I don't know if there is a canonical problem reducing my practical problem, so I will just try to describe it the best that I can.
I would like to cluster files into the specified number of groups, where each groups size (= the sum of sizes of files in this group) is as close as possible to each other group in this cluster (but not in other clusters).

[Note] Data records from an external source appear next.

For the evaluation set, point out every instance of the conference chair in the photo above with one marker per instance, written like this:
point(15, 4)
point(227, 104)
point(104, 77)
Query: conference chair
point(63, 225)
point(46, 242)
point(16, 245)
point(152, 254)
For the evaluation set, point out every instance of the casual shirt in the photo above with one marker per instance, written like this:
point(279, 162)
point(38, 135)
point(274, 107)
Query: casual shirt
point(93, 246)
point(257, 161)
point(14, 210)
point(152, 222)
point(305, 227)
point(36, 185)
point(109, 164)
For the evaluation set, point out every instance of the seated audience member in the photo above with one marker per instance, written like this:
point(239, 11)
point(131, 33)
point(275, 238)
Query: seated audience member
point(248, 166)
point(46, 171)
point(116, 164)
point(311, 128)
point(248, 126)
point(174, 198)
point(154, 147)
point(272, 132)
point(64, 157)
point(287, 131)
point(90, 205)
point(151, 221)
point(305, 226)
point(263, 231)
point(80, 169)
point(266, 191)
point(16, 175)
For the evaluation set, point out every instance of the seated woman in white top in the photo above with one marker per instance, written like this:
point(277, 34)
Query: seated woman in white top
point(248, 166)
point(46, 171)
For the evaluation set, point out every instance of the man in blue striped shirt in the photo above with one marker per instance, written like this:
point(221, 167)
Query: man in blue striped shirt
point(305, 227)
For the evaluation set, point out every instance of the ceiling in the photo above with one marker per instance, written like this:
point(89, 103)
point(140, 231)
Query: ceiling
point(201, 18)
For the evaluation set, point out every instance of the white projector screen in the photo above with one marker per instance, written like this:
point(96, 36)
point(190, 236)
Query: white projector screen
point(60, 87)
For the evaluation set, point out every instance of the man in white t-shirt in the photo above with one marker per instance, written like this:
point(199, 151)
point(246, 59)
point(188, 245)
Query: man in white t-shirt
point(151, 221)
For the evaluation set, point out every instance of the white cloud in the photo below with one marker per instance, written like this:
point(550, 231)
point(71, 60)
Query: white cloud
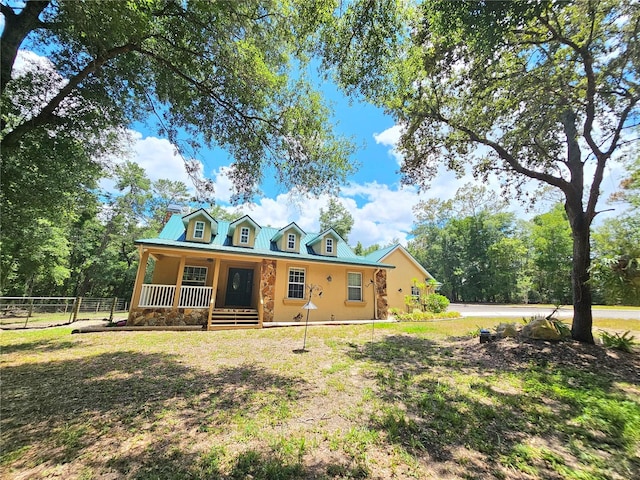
point(223, 185)
point(159, 158)
point(390, 138)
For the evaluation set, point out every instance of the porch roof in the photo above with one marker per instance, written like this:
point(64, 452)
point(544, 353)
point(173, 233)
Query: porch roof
point(173, 236)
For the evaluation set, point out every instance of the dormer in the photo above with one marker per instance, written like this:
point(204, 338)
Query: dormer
point(326, 243)
point(243, 232)
point(288, 238)
point(200, 226)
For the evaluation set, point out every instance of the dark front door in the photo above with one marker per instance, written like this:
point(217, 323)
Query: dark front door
point(239, 287)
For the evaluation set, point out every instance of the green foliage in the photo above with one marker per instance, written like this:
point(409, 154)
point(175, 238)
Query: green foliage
point(418, 316)
point(436, 303)
point(469, 246)
point(616, 247)
point(464, 81)
point(624, 342)
point(550, 237)
point(237, 78)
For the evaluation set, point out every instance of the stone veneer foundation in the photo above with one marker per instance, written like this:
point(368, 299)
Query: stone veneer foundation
point(267, 289)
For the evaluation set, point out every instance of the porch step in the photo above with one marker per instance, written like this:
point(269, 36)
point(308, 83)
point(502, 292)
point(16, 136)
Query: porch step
point(240, 317)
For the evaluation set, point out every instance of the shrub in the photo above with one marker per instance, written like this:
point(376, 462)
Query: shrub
point(624, 342)
point(436, 303)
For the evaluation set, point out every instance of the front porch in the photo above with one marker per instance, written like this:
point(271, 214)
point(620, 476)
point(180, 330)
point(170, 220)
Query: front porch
point(198, 289)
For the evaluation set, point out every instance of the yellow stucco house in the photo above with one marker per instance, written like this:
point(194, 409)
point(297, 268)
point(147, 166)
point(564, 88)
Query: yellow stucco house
point(401, 281)
point(219, 274)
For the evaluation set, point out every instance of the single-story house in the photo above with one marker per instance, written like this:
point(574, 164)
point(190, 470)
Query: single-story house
point(404, 279)
point(220, 274)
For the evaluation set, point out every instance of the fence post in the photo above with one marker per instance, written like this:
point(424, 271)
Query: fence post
point(29, 314)
point(76, 308)
point(113, 309)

Here are the requirements:
- The first group always contain one file, which is the biggest of all groups in the cluster.
- Any other group but the first can have multiple files in it.
- The number of groups in each cluster is constrained to a maximum specified by user (but there can be less groups if it's better or there's not enough files).
- There's no constraint on the number of clusters (there can be as little or as many as necessary).
- Goal (objective function): minimize the space left in all groups (of all clusters) while maximizing the number of groups per cluster (up to the maximum specified).
The reason behind these requirements is that I am encoding files together, and any remaining space in any group will need to be filled by null bytes, which is a waste of space.
Clarification on the objective and constraints that follow from the requirements and the problem statement:
- Input is a list of files with their respective size.
- Desired output: a list of clusters with each clusters being comprised of groups of files, each group having one or several concatenated files.
- There must be at least 2 groups per cluster (except if no file is remaining) and up to a maximum of G groups (specified by user).
- Each file can be assigned to any group whatsoever and each group can be assigned to any cluster.
- The number of clusters can be chosen freely.
Here is a schema that shows one wrong and one good example of clustering schemes on 5 files (1 big file, and 4 files of exactly half the size of the big file) with a number of groups = 2:

The solution needs not be optimal, it can be sub-optimal as long as it's good enough, so greedy/heuristics algorithms are acceptable as long as their complexity is good enough.
Another concrete example to be clear: let's say I have this list of 10 files with their sizes, this is the input (in Python):
['file_3': 7,
'file_8': 11,
'file_6': 14,
'file_9': 51,
'file_1': 55,
'file_4': 58,
'file_5': 67,
'file_2': 68,
'file_7': 83,
'file_0': 85]
The final output is a list of clusters like this (constrained here to 3 groups per cluster):
{1: [['file_0'], ['file_7'], ['file_2', 'file_6']],
2: [['file_5'], ['file_4', 'file_3'], ['file_1', 'file_8']],
3: [['file_9']]}
And for example here (this is not a necessary output, it's just to check) the total size of each groups (ie, sum of file sizes for each group) for each cluster:
{1: [85, 83, 82], 2: [67, 65, 66], 3: [51]}
If the problem is NP-complete and/or impossible to solve in polynomial time, I can accept a solution to a reduction of the problem, dropping the first and fourth requirements (no clusters at all, only groups):

Here is the algorithm I could come up with for the full problem, but it's running in about O(n^g) where n is the length of the list of files, and g the number of groups per cluster:
Input: number of groups G per cluster, list of files F with respective sizes
- Order F by descending size
- Until F is empty:
- Create a cluster X
- A = Pop first item in F
- Put A in X[0] (X[0] is thus the first group in cluster X)
For g in 1..len(G)-1 :
- B = Pop first item in F
- Put B in X[g]
- group_size := size(B)
If group_size != size(A):
While group_size < size(A):
- Find next item C in F which size(C) <= size(A) - group_size
- Put C in X[g]
- group_size := group_size + size(C)
How can I do better? Is there a canonical problem? It seems like it's close to scheduling of parallel tasks (with tasks instead of files and time instead of size), but I'm not quite sure? Maybe a divide-and-conquer algorithm exists for this task?